Dans les sociétés africaines, le mari est le chef de famille. Il n’y a pas deux capitaines dans un même bateau. Il est donc inutile de calquer ou de singer des valeurs qui ne peuvent s’imposer à l’opinion. Chaque société a ses propres valeurs.

Même si les dirigeants des pays africains souscrivent parfois à des valeurs qui ne tiennent pas compte des réalités africaines, sur l’ordre ou la recommandation de certaines institutions internationales, l’opinion publique reste foncièrement attachée à ses propres valeurs et normes.

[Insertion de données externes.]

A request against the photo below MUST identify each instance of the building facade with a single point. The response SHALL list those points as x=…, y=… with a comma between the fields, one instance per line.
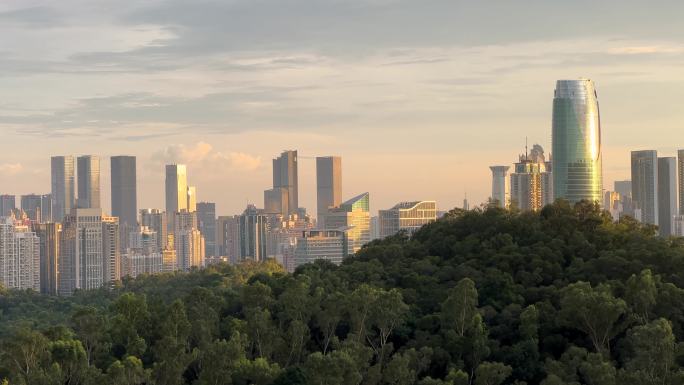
x=407, y=216
x=645, y=184
x=576, y=137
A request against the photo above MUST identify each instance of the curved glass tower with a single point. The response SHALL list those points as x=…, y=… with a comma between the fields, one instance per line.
x=577, y=172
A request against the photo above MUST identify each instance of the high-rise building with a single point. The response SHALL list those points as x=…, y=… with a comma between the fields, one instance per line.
x=285, y=176
x=88, y=182
x=63, y=188
x=328, y=185
x=576, y=136
x=31, y=204
x=645, y=184
x=81, y=260
x=111, y=249
x=50, y=236
x=354, y=217
x=253, y=228
x=329, y=245
x=19, y=256
x=680, y=179
x=192, y=199
x=407, y=216
x=667, y=195
x=124, y=191
x=176, y=189
x=228, y=237
x=206, y=218
x=501, y=189
x=156, y=220
x=8, y=203
x=530, y=181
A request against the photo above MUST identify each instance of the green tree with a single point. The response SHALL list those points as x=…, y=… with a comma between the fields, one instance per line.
x=594, y=311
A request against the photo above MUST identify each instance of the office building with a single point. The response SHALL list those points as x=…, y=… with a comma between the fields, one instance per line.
x=111, y=249
x=228, y=237
x=253, y=228
x=501, y=189
x=530, y=181
x=645, y=184
x=124, y=191
x=407, y=216
x=328, y=185
x=354, y=216
x=156, y=220
x=192, y=199
x=176, y=189
x=206, y=218
x=63, y=187
x=81, y=260
x=667, y=195
x=49, y=235
x=328, y=245
x=8, y=203
x=680, y=179
x=19, y=256
x=285, y=177
x=576, y=137
x=88, y=182
x=276, y=201
x=31, y=205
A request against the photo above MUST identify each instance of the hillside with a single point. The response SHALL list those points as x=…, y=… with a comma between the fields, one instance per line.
x=487, y=297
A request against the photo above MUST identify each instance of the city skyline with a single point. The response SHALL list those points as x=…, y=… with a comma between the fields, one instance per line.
x=471, y=99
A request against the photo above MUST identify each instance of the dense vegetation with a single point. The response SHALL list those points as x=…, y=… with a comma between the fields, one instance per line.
x=484, y=297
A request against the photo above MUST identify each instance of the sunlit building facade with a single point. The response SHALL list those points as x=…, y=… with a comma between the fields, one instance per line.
x=407, y=216
x=576, y=137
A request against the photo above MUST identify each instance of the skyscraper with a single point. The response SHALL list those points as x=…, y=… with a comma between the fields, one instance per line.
x=176, y=189
x=206, y=218
x=529, y=181
x=63, y=193
x=124, y=191
x=352, y=217
x=680, y=174
x=49, y=235
x=501, y=189
x=88, y=182
x=7, y=204
x=328, y=185
x=285, y=176
x=667, y=194
x=81, y=261
x=645, y=184
x=252, y=231
x=576, y=136
x=407, y=216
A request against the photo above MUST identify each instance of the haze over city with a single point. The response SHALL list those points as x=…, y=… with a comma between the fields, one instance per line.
x=415, y=112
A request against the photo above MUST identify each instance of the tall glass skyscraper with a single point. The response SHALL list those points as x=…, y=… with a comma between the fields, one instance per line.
x=577, y=166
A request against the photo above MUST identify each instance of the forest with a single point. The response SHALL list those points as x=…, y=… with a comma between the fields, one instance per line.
x=484, y=297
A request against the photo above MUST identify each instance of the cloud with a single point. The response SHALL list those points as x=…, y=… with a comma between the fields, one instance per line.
x=11, y=169
x=202, y=155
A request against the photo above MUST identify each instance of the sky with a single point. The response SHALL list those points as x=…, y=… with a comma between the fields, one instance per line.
x=418, y=97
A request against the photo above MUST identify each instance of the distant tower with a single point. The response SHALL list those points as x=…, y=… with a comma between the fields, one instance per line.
x=176, y=189
x=501, y=189
x=328, y=185
x=63, y=195
x=576, y=136
x=645, y=184
x=124, y=191
x=88, y=182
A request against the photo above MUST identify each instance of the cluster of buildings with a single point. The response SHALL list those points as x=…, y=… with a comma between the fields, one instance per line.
x=655, y=193
x=64, y=241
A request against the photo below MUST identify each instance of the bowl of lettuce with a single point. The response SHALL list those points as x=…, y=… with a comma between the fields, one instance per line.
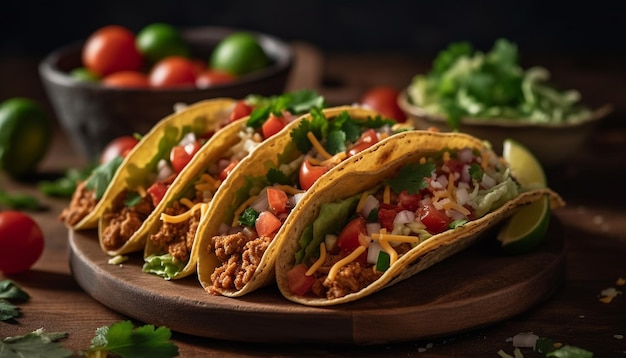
x=489, y=95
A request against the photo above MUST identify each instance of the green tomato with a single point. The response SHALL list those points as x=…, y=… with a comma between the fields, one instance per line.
x=238, y=53
x=25, y=136
x=159, y=40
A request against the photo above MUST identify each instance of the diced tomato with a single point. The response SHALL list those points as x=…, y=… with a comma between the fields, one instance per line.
x=241, y=110
x=409, y=201
x=299, y=283
x=277, y=200
x=267, y=224
x=309, y=174
x=387, y=214
x=273, y=124
x=157, y=192
x=181, y=155
x=367, y=139
x=229, y=168
x=436, y=221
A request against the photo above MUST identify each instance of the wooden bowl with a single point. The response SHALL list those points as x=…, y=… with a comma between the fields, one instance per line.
x=93, y=114
x=552, y=143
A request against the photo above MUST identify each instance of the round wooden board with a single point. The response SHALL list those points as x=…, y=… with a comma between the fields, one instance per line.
x=474, y=288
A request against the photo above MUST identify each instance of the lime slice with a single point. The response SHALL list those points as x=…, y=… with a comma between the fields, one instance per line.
x=525, y=167
x=525, y=229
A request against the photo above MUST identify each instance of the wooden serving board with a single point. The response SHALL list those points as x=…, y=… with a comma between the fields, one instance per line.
x=474, y=288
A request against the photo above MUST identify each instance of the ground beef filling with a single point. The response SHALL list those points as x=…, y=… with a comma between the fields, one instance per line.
x=82, y=203
x=350, y=278
x=177, y=238
x=240, y=256
x=124, y=221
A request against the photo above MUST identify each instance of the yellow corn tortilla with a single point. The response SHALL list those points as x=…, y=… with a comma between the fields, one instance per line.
x=374, y=165
x=139, y=167
x=271, y=154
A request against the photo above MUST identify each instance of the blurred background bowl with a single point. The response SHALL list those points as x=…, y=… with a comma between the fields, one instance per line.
x=93, y=114
x=552, y=143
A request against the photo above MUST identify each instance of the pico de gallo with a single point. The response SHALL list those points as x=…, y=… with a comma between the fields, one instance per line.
x=172, y=242
x=357, y=239
x=322, y=143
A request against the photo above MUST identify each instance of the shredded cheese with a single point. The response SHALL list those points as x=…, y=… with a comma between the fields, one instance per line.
x=346, y=260
x=387, y=195
x=318, y=146
x=319, y=261
x=241, y=208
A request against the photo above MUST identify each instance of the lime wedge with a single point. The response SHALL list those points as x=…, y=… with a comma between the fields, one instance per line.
x=525, y=167
x=525, y=229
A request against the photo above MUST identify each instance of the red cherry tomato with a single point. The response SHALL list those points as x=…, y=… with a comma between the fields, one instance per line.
x=309, y=174
x=111, y=49
x=241, y=110
x=367, y=139
x=21, y=242
x=127, y=79
x=436, y=221
x=272, y=125
x=267, y=224
x=119, y=146
x=181, y=155
x=210, y=78
x=299, y=283
x=384, y=99
x=173, y=71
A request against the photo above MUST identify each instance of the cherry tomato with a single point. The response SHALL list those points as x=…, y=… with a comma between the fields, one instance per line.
x=157, y=192
x=228, y=169
x=367, y=139
x=277, y=200
x=111, y=49
x=384, y=99
x=181, y=155
x=21, y=242
x=436, y=221
x=299, y=283
x=159, y=40
x=272, y=125
x=241, y=110
x=208, y=78
x=267, y=224
x=173, y=71
x=119, y=146
x=309, y=174
x=127, y=79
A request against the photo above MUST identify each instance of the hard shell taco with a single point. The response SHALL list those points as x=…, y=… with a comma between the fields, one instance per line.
x=416, y=199
x=239, y=235
x=146, y=175
x=170, y=251
x=87, y=204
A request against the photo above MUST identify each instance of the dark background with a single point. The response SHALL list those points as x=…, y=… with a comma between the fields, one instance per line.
x=578, y=28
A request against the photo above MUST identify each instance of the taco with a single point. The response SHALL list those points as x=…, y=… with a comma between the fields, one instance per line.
x=416, y=199
x=86, y=204
x=170, y=251
x=146, y=175
x=238, y=236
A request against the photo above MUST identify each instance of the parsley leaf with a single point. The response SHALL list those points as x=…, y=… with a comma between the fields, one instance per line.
x=35, y=344
x=126, y=341
x=411, y=177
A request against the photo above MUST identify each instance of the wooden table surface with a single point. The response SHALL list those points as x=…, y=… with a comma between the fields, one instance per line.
x=593, y=184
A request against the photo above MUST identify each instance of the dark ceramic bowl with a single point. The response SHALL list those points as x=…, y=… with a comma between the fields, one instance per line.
x=552, y=144
x=93, y=114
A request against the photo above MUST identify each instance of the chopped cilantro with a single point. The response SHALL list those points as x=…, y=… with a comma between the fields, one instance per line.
x=412, y=177
x=124, y=340
x=248, y=217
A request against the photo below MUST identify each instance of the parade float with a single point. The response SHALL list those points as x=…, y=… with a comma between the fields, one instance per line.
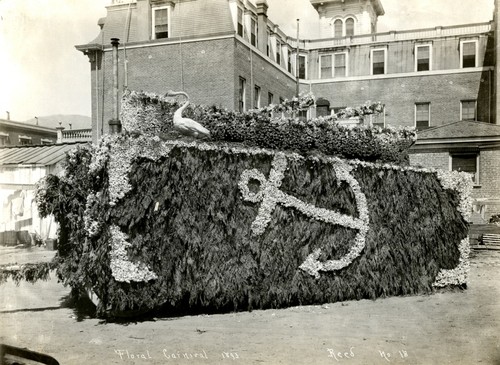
x=265, y=210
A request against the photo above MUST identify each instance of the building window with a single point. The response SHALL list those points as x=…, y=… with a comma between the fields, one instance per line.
x=378, y=119
x=270, y=98
x=378, y=61
x=161, y=23
x=423, y=58
x=337, y=28
x=268, y=47
x=241, y=95
x=4, y=139
x=325, y=66
x=468, y=52
x=278, y=52
x=302, y=66
x=240, y=22
x=349, y=27
x=253, y=32
x=25, y=140
x=466, y=162
x=468, y=110
x=256, y=97
x=46, y=141
x=340, y=69
x=422, y=115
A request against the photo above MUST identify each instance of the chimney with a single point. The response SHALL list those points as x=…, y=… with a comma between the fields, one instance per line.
x=59, y=133
x=114, y=123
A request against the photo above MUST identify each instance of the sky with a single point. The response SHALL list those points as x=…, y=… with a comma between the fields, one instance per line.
x=43, y=74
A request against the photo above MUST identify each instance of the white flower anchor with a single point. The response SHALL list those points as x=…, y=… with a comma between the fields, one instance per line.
x=270, y=195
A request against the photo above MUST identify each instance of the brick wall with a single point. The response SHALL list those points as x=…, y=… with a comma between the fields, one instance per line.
x=444, y=92
x=206, y=73
x=258, y=70
x=487, y=194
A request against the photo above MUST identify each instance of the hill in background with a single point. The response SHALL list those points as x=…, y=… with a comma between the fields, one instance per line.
x=52, y=121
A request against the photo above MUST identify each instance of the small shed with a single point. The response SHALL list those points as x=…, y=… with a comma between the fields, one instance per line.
x=21, y=167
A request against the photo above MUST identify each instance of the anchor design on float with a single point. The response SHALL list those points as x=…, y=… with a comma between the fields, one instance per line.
x=269, y=195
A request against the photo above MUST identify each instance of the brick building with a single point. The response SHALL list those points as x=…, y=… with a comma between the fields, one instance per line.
x=229, y=53
x=469, y=146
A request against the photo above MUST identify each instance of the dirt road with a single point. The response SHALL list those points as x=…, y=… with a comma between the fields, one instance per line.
x=444, y=328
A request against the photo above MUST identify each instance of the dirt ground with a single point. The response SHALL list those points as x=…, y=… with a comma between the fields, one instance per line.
x=461, y=327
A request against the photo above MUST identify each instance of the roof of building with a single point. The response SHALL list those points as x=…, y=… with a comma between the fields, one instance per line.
x=20, y=125
x=461, y=130
x=35, y=155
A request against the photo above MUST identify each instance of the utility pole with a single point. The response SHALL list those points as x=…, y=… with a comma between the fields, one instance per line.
x=297, y=62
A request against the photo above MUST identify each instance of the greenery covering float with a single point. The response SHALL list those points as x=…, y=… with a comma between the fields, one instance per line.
x=147, y=221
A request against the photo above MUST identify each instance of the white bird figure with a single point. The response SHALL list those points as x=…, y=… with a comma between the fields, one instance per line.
x=187, y=126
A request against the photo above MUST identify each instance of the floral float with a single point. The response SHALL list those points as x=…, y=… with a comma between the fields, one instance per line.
x=270, y=211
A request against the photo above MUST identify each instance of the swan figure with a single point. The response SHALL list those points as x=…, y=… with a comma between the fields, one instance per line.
x=187, y=126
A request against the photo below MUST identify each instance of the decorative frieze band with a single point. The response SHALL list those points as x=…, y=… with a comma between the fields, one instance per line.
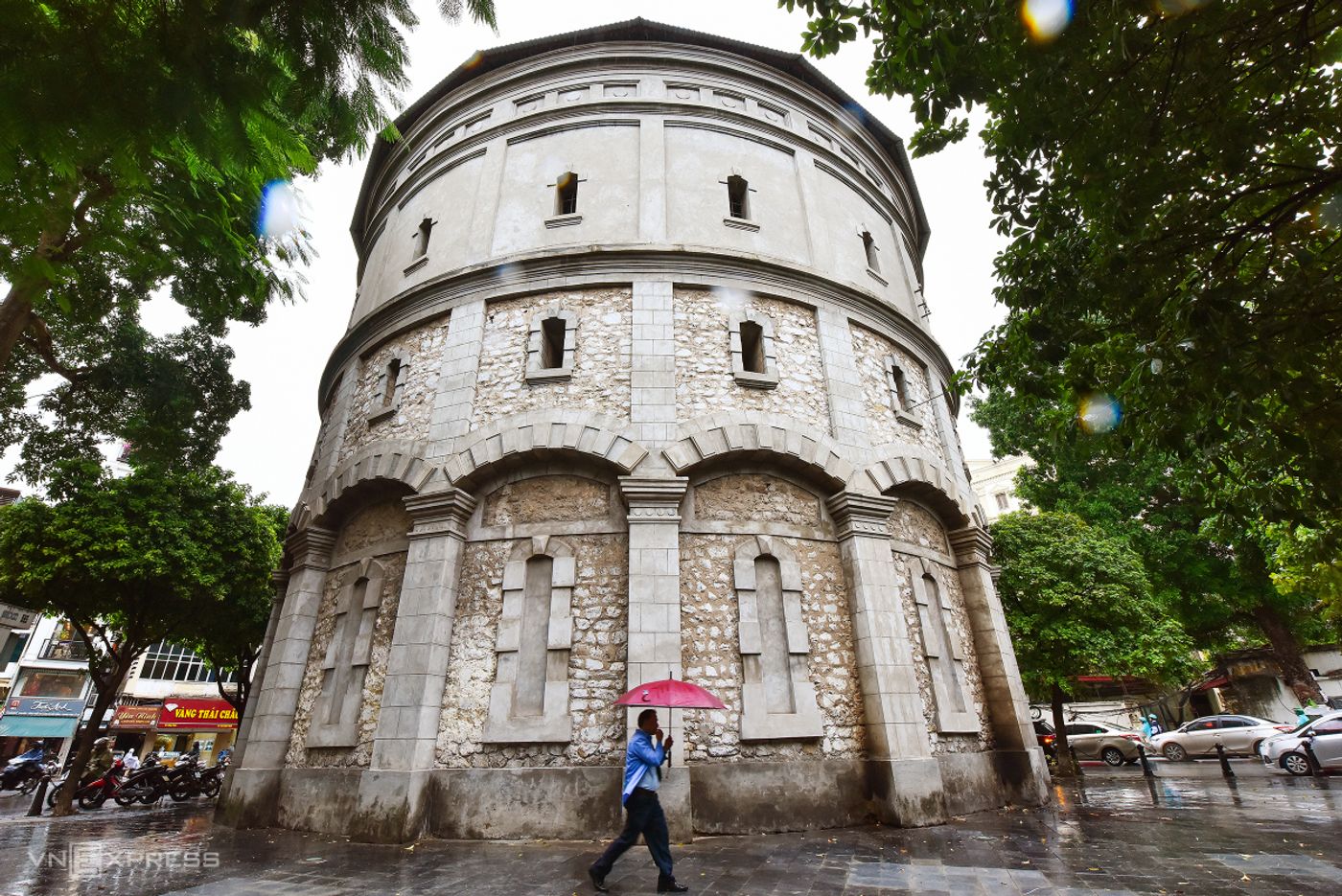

Les féministes qui tiennent des discours radicaux pour rebeller d’autres femmes, qui, pour la plupart d’ailleurs, ne sont pas mariées, doivent donc faire attention pour ne pas finir leur vie chez leurs parents.

En peu de mots, certaines féministes pensent souvent que la femme doit forcément mesurer ses muscles à ceux du mari pour réclamer l’égalité entre les hommes et les femmes. Elles ne sont vraiment pas de bonnes conseillères.

Dans les sociétés africaines, il n’y a pas d’hiérarchie entre les hommes et les femmes. Ils se complètent plutôt au foyer. Tenir donc certains discours fait peur aux hommes et présente plus d’inconvénients que d’avantages.